We are using zookeeper-3.4.6.jar and hbase-client-1.4.5.jar for connecting to hbase cluster in a kerberized environment. All works fine except once in a while we get the following error.
ERROR ZooKeeperSaslClient:384 % An error: (java.security.PrivilegedActionException: javax.security.sasl.SaslException: GSS initiate failed [Caused by GSSException: No valid credentials provided (Mechanism level: Connection refused (Connectionrefused))]) occurred when evaluating Zookeeper Quorum Member's received SASL token. Zookeeper Client will go to AUTH_FAILED state
ERROR ClientCnxn:1015 % SASL authentication with Zookeeper Quorum member failed: javax.security.sasl.SaslException: An error: (java.security.PrivilegedActionException: javax.security.sasl.SaslException: GSS initiate failed [Caused by GSSException: No valid credentials provided (Mechanism level: Connection refused (Connection refused))]) occurred when evaluating ZookeeperQuorum Member's received SASL token. Zookeeper Client will go to AUTH_FAILED state
My concern is above error is not thrown to application level but only logged by the library.. So we can't do a retry in application level. In a case like above how can we do a retry for eg: create Connection again?
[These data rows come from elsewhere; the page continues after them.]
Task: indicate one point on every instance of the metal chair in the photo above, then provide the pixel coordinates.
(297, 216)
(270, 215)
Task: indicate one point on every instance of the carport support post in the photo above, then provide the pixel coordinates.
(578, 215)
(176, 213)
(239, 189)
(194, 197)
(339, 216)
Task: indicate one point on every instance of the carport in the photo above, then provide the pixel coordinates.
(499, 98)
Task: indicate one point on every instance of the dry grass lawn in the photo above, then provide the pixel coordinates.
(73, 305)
And after getting above error application goes to a state where below exception is logged continuously.
2022-02-21 10:00:43 WARN ZKUtil:637 % hconnection-0x55182842-0x47f15b1a977331e, quorum=cmvp9k0e.prd.cm.par.emea.cib:2181,cmvp9k0h.\
prd.cm.par.emea.cib:2181,cmvp9k0i.prd.cm.par.emea.cib:2181,cmvp9k0j.prd.cm.par.emea.cib:2181,cmvp9k0k.prd.cm.par.emea.cib:2181, bas\
eZNode=/hbase-secure Unable to get data of znode /hbase-secure/meta-region-server
org.apache.zookeeper.KeeperException$AuthFailedException: KeeperErrorCode = AuthFailed for /hbase-secure/meta-region-server
at org.apache.zookeeper.KeeperException.create(KeeperException.java:123)
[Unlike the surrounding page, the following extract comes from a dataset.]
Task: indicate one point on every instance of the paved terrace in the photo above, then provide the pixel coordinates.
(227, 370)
at org.apache.zookeeper.KeeperException.create(KeeperException.java:51)
at org.apache.zookeeper.ZooKeeper.getData(ZooKeeper.java:1155)
at org.apache.hadoop.hbase.zookeeper.RecoverableZooKeeper.getData(RecoverableZooKeeper.java:354)
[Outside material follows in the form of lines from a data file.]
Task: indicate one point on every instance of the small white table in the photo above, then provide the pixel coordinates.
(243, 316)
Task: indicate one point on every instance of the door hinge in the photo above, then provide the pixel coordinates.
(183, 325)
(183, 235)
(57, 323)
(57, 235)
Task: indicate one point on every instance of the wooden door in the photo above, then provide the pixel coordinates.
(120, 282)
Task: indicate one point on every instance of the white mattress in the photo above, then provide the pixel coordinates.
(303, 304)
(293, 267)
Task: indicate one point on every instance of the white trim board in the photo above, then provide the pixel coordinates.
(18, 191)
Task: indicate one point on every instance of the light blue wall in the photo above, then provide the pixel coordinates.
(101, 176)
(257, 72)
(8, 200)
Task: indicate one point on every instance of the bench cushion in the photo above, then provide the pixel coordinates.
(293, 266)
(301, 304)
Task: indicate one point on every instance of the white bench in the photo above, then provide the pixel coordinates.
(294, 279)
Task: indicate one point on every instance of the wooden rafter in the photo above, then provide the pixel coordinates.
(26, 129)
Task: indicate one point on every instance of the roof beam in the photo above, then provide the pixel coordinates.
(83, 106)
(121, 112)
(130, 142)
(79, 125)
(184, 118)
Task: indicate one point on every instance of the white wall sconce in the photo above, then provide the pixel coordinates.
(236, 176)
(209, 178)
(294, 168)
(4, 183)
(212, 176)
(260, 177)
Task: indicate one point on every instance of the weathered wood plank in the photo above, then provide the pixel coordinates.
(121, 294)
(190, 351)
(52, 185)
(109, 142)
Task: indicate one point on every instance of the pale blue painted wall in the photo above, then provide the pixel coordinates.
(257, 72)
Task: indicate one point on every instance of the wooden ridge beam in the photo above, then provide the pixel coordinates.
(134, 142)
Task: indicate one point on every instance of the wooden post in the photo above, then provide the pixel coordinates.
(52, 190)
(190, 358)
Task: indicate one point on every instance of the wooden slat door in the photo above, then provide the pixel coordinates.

at org.apache.hadoop.hbase.zookeeper.ZKUtil.getData(ZKUtil.java:629)
at org.apache.hadoop.hbase.zookeeper.MetaTableLocator.getMetaRegionState(MetaTableLocator.java:487)
at org.apache.hadoop.hbase.zookeeper.MetaTableLocator.getMetaRegionLocation(MetaTableLocator.java:168)
at org.apache.hadoop.hbase.zookeeper.MetaTableLocator.blockUntilAvailable(MetaTableLocator.java:607)
at org.apache.hadoop.hbase.zookeeper.MetaTableLocator.blockUntilAvailable(MetaTableLocator.java:588)
at org.apache.hadoop.hbase.zookeeper.MetaTableLocator.blockUntilAvailable(MetaTableLocator.java:561)
at org.apache.hadoop.hbase.client.ZooKeeperRegistry.getMetaRegionLocation(ZooKeeperRegistry.java:61)
at org.apache.hadoop.hbase.client.ConnectionManager$HConnectionImplementation.locateMeta(ConnectionManager.java:1254)
at org.apache.hadoop.hbase.client.ConnectionManager$HConnectionImplementation.locateRegion(ConnectionManager.java:1221)
at org.apache.hadoop.hbase.client.RpcRetryingCallerWithReadReplicas.getRegionLocations(RpcRetryingCallerWithReadReplicas.java:356)
at org.apache.hadoop.hbase.client.ScannerCallableWithReplicas.call(ScannerCallableWithReplicas.java:153)
at org.apache.hadoop.hbase.client.ScannerCallableWithReplicas.call(ScannerCallableWithReplicas.java:58)
at org.apache.hadoop.hbase.client.RpcRetryingCaller.callWithoutRetries(RpcRetryingCaller.java:219)
at org.apache.hadoop.hbase.client.ClientScanner.call(ClientScanner.java:277)
at org.apache.hadoop.hbase.client.ClientScanner.loadCache(ClientScanner.java:438)
at org.apache.hadoop.hbase.client.ClientScanner.next(ClientScanner.java:312)
at org.apache.hadoop.hbase.client.ConnectionManager$HConnectionImplementation.locateRegionInMeta(ConnectionManager.java:1327)
at org.apache.hadoop.hbase.client.ConnectionManager$HConnectionImplementation.locateRegion(ConnectionManager.java:1224)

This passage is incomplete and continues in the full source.